Updated: Two potential items could change my (and maybe your) mind on the new mini-tablets. One is, the price could in fact get closer to $500, which makes my comparison to bigger, more powerful tablets totally moot, and makes them much more appealing as a satellite to your main computer(s). Two, it would be interesting to run Windows Remote Desktop or VNC to remotely control a more powerful computer, or do simple sequencing and soft synths via this tablet, the USB port, and your favorite hardware controller. -PK



Let’s compare: there’s no ship date or pricing yet, but Microsoft says it’ll run “under $1000,” which I’m guessing means $999. By contrast, Toshiba will sell you its Satellite R15 tablet/notebook hybrid for US$1149. (Pictured here. Boy, I actually want it.) It has everything you need to replace your laptop: a QWERTY keyboard, a big screen, USB and FireWire, and even a DVD burner. It’s no powerhouse, but it’ll run Reason soft synths or an Ableton Live set (with an external hard drive, ideally), and it’ll certainly run Sibelius or Finale on a music stand. It even has a swift 1.7G Pentium M, which means it can probably outrun my existing Toshiba notebook workhorse. The new Samsung Q1: think 900 MHz Celeron. 900 MHz, seriously? Yes, okay, the Q1 looks slick (though it reminds me of a portable Sega), and the Toshiba looks clunky. But I’ve used tablets in person, and they’re quite portable and comfortable.
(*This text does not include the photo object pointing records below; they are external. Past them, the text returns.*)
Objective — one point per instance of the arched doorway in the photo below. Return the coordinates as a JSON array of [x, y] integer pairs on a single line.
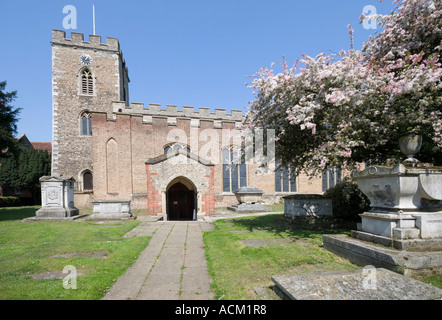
[[181, 201]]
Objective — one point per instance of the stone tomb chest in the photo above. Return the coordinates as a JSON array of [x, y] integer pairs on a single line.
[[307, 205]]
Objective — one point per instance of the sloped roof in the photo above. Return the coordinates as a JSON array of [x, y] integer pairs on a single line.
[[46, 146], [175, 153]]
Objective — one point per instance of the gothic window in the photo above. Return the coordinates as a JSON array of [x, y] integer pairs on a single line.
[[86, 124], [234, 169], [88, 184], [330, 178], [175, 147], [285, 179], [87, 82]]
Aside from a few touch-friendly extras, these UMPCs even run the same tablet OS! (That’s a good thing, but it furhter suggests that they’re really just downgraded tablets.)
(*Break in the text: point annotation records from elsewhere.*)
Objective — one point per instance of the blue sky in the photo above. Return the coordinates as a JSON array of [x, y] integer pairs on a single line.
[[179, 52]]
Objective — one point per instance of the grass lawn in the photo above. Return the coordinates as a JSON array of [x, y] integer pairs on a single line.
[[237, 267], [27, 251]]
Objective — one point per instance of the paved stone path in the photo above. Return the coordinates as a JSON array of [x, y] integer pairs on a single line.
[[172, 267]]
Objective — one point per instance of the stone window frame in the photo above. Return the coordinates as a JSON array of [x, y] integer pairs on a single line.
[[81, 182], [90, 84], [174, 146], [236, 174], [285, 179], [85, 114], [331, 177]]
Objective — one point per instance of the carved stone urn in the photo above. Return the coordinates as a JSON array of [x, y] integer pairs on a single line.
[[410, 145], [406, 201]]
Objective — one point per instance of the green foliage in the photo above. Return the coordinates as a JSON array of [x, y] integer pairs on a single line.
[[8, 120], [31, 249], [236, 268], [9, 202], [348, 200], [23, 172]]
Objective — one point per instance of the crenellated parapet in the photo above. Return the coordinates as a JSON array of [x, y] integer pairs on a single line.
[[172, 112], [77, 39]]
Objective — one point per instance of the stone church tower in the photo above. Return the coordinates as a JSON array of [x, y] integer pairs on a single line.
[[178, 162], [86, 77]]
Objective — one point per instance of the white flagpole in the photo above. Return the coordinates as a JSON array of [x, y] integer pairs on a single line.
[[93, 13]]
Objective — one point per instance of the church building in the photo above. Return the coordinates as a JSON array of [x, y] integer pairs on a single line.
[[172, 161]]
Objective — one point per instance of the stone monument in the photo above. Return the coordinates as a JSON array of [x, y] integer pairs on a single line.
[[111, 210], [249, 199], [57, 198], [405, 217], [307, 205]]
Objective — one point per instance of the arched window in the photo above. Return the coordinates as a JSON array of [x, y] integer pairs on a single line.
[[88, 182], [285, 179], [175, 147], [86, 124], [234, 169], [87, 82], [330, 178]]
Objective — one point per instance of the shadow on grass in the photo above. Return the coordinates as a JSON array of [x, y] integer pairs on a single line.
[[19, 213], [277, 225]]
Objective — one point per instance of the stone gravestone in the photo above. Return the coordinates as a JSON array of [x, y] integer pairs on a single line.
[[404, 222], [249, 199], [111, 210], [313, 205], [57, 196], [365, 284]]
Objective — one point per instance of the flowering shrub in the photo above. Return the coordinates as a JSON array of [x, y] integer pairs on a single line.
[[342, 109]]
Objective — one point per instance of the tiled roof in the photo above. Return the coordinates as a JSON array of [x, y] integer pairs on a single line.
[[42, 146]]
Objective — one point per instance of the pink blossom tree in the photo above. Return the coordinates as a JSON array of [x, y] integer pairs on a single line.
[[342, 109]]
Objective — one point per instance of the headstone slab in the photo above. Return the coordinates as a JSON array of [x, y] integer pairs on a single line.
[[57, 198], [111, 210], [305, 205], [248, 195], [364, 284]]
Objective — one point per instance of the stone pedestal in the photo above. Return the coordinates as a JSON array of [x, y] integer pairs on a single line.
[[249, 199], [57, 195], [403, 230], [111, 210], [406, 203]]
So why would you get a hobbled “Ultra-Mobile PC” that performs like a 4-year-old laptop instead? Battery life is reportedly only 3 hours, and while it is much lighter and smaller than a tablet, it’s not light and small enough to match the form factor of the many excellent Windows Mobile PDAs on the market. I love my Dell Axim X30, for instance. Maybe you’d get the UMPC to play music and video — but at nearly a grand, that makes it yet another silly entertainment toy for the rich, and with everyone blowing money on iPods, Xbox 360s, and the like, that seems wildly unlikely to catch on. Yes, I’m being unfair by looking at this product from the music market, which isn’t Microsoft’s target market. But think about it: the whole point of the PC is that there is no one target market. It’s the flexibility of the device for a broad swath of users. And that makes me look at the UMPC and think about product failures like eMate and Newton rather than product successes like the original Apple PowerBook or iPod. (Boy, uh, it is interesting how Apple managed to create the blockbusters in those categories, huh?)


So why am I bothering even griping about this? Because I think tablet computers could be the missing link in the mobile music studio. And, in fact, looking at the UMPC and checking out the latest tablet specs makes me want to go trade my existing laptop for a tablet right now.


There’s also another possibility that’s missed here: why not have a tablet remote for your desktop computer? It’s not a new idea, but I still haven’t seen it done right. Imagine that instead of a crippled laptop, the tablet served as a dumb terminal for a more powerful desktop form factor PC. It could serve as an additional display, with a headphone jack and touch and stylus input. Your desktop PC (on the desk for consumers or in a rack mount for pros) would do all the heavy lifting, but you could access it from anywhere via the tablet.


There’s reason to believe that desktop enclosures will continue to advance, too. Graphics cards in particular are getting faster by the day, and offering new musical applications with programs like Jitter, as well as some seriously sweet 3D / video eye candy.


The problem is, the UMPC isn’t designed to do this, though you could presumably install Microsoft’s superb Remote Desktop or the open source VNC to do the job, even via a Mac/PC setup. And the UMPC is needlessly pricey for a device that could be a dumb terminal.


So, personally, I think it’s time to entirely throw out Microsoft’s and Intel’s and Samsung’s vision of this, and figure it out for ourselves. I bet we can come up with a much more compelling vision of how to relate to our computers. And hopefully Apple’s recent patent filings for touchscreens mean other manufacturers could get in this game.